Study Up on School Records for Success
By Grace Dumelle
Chicago Board of Education materials can be a treasure trove for information on living as well as deceased persons. Public school records in other cities and towns also have similar types of information on teachers and students.
The Newberry holds annual reports of the Board of Education starting in 1859 (call no. I68926.27). The early years of these reports list teachers’ names, the school they worked at, and their home addresses. Later years often include photographs of newly built schools and other points of pride — the 1899 volume, for example, contains many interior views, such as a kindergarten classroom and an assembly hall.
The
Board of Education Proceedings
(call no. I68962.26) lists names of all elementary, high school, and teachers’ college graduates each school year. The 1933-34 volume continuing through the 1971-72 volume lists birthdates for all elementary-school graduates. As you probably know, the Cook County Birth Index ends in 1916. But the
Proceedings
list birthdates from 1913-1959, making them a marvelous source for still-living persons.
For example, I used the
Proceedings
to locate a long-lost relative for a client in Sweden. The client wanted to find his half-sister Viola in Chicago. He wasn’t sure if she was still alive and had very little to go on. He gave me a few addresses in the old Swedish neighborhood around Belmont and Clark, where his father lived with his first wife and daughter Viola before returning to Sweden and starting a new family in the late 1930s.
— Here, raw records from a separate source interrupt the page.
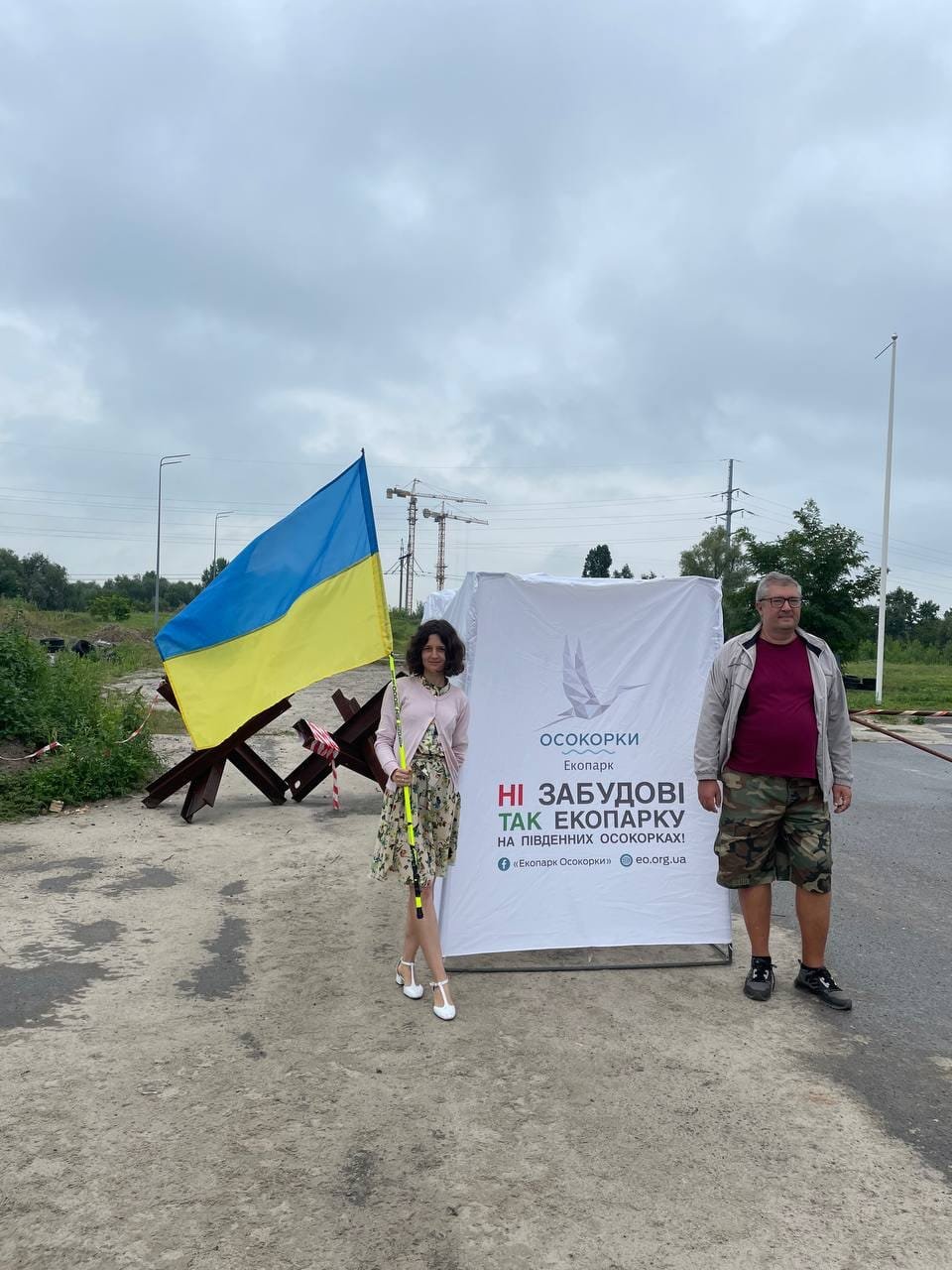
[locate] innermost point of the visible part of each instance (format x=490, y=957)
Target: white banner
x=580, y=825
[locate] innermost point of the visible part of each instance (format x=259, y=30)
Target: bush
x=24, y=676
x=64, y=701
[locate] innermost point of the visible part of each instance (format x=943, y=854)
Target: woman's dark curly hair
x=454, y=647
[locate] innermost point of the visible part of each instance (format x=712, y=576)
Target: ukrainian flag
x=303, y=601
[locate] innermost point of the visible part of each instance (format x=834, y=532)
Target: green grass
x=135, y=649
x=904, y=688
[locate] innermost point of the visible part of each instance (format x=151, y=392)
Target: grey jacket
x=724, y=697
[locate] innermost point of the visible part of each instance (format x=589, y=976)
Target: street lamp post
x=214, y=549
x=884, y=566
x=166, y=461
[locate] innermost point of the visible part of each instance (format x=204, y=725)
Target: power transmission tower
x=729, y=513
x=440, y=518
x=399, y=567
x=412, y=495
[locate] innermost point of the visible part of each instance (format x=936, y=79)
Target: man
x=774, y=731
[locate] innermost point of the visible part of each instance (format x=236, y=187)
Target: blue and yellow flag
x=303, y=601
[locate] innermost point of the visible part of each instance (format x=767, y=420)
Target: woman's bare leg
x=426, y=934
x=412, y=937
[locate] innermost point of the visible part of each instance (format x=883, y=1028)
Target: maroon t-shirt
x=775, y=733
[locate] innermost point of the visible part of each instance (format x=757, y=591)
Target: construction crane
x=412, y=495
x=440, y=517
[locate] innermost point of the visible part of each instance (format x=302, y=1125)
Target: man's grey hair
x=770, y=579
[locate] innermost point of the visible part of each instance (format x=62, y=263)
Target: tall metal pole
x=214, y=549
x=884, y=564
x=728, y=517
x=411, y=547
x=442, y=548
x=166, y=461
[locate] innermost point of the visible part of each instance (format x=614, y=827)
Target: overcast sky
x=566, y=258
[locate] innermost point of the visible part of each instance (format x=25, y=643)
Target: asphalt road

He wasn’t sure of Viola’s mother’s name, or the date when his father married her. He didn’t know Viola’s married name. But he knew Viola graduated from high school in 1944, though he didn’t know which one. All the relatives that could have supplied information were dead.
Working on the high school angle, I went to the Harold Washington Library Center and looked at the
Proceedings
for 1944-45 (the Newberry’s holdings end with 1916-17) for possible high schools based on where the family lived. Sure enough, Viola was listed at Lake View High School. In the 1939-40 volume, I pored through the elementary school listings. Viola’s distinctive first name enabled me to pick her out of all the other students of the same last name and get her birthdate. With this and authorization from my client, I was able to get a copy of her birth certificate listing her parents. I was then able to obtain her parents correct marriage record.
The next step was to find out what had happened to Viola since 1944.
I contacted the high school to see if they had old school records or yearbooks that might indicate Viola’s post-graduation plans. They had something better — an alumni association. Its president told me Viola was on his mailing list — the first indication I had that she was still alive. He allowed me to forward a letter to her, and she contacted me a few days after she received it. Viola was “thunderstruck” to learn her half-brother was searching for her. She consented to his writing her, and now they are in regular contact.
It just goes to show you how studying school records can bring together people thousands of miles apart.